Re: Indicia of Danubian Origins

From: tgpedersen
Message: 12881
Date: 2002-03-26

--- In cybalist@..., x99lynx@... wrote:
> "tgpedersen" <tgpedersen@...> wrote:
> <I wonder how Kossina or anyone else could have claimed inhumation
as sign of
> Scandinavian origin given that that custom was introduced (most
likely by
> invasion from the South, says Albrectsen) to Scandinavia in the
period 50 BCE
> - 0, before which time cremation was used exclusively? But it would
fit in
> nicely with that elite in Scandinavia trying to reopen the trade
routes to
> their old homes?>
>
> Kossina's approach, and the one that characterized the
ethnographically
> oriented archaeology of the time (and to which the British school
was a
> reaction), was to look first for adjacency and cultural coherence.

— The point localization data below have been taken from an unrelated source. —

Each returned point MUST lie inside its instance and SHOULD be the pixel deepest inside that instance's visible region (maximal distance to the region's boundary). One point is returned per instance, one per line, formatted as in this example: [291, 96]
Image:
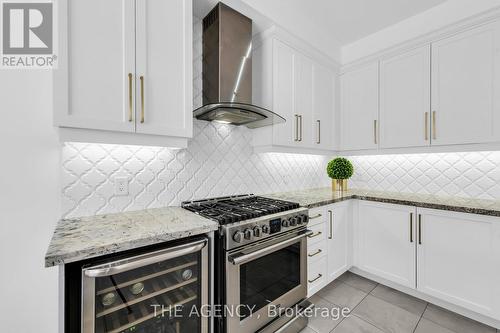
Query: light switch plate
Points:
[121, 186]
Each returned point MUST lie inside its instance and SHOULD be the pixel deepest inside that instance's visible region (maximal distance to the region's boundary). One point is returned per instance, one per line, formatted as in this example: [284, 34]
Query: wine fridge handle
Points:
[128, 264]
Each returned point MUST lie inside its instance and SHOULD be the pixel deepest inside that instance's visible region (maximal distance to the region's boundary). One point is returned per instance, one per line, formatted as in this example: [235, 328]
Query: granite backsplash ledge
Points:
[323, 196]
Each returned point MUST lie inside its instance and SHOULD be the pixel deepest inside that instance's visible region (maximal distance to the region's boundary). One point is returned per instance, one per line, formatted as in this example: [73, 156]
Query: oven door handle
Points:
[238, 260]
[144, 260]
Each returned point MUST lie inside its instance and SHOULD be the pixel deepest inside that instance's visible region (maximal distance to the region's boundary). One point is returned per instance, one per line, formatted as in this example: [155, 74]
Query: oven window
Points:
[265, 279]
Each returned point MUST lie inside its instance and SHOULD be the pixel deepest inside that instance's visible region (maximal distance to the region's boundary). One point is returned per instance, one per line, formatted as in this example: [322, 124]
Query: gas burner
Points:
[237, 208]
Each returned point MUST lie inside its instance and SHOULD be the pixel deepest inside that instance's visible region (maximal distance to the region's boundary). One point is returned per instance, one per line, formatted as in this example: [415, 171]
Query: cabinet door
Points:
[386, 243]
[338, 217]
[359, 108]
[164, 67]
[458, 259]
[304, 99]
[323, 106]
[95, 82]
[284, 76]
[465, 87]
[405, 101]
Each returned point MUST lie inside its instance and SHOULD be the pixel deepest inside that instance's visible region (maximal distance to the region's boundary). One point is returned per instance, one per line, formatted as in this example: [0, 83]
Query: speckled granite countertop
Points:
[324, 196]
[93, 236]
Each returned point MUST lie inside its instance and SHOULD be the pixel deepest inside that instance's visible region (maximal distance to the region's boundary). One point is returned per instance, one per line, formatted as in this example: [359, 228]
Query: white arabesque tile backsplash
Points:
[469, 174]
[219, 161]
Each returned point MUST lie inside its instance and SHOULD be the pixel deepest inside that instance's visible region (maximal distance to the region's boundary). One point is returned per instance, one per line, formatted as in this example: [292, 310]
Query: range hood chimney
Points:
[227, 71]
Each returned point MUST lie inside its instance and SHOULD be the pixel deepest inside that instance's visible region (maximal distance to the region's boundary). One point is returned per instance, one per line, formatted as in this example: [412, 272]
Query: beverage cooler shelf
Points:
[145, 297]
[147, 292]
[150, 276]
[143, 312]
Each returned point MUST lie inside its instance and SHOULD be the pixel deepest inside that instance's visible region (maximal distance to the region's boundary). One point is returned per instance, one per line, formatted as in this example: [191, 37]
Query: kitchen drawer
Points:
[317, 216]
[317, 275]
[318, 234]
[316, 251]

> Inhumation, of course, was practiced by everyone from Scythians to
Celts in
> the south. But because the other markers were thought to be from
> Scandinavia, the dogma of the time was that inhumation also had to
be from
> there.
>
> There's no reason to think that inhumation - especially Wielbark-
style
> inhumation, e.g., w/o weapons,etc. - came from identifiable
Germanic speakers.
> There were a lot of similar practices throughout southern
Europe. An
> interesting question is whether weapons were broken or not included
simply to
> prevent grave-robbing. This would also explain the heavy stones
used to
> cobble some Wielbark graves.
>
> It seems that there isn't any rhyme or reason to whether a Wielbark
grave
> will be cremation or inhumation. I've never seen it correlated to
stone
> circles or barrows. The practice seems to have been independent of
anything
> that might have been "ethnic" in those graveyards.
>
> S. Long
>
But mixed cremation-inhumation is seen also in Denmark post the 50
BCE - 0 incursion (if that is what is was). I thought up another
answer to a question George asked some time back (Piotr may find I'm
toeing the line here, but I think this is pertinent to the matter
under discussion. Please comment if you think otherwise): If some
leader of a hypothetical Alan-related (and therefore exclusively
practising inhumation) invasion ordered that in the future all dead
should be disposed of by cremation, the very fact that the order was
given shows that one of the parties, the invaders or the invaded,
practised the opposite, ie. inhumation, at that time. And that party
was not the invaded who cremated exclusively. That the order was not
followed might have been disobedience caused by lack of discipline
following the beloved leader's early departure from the scene.)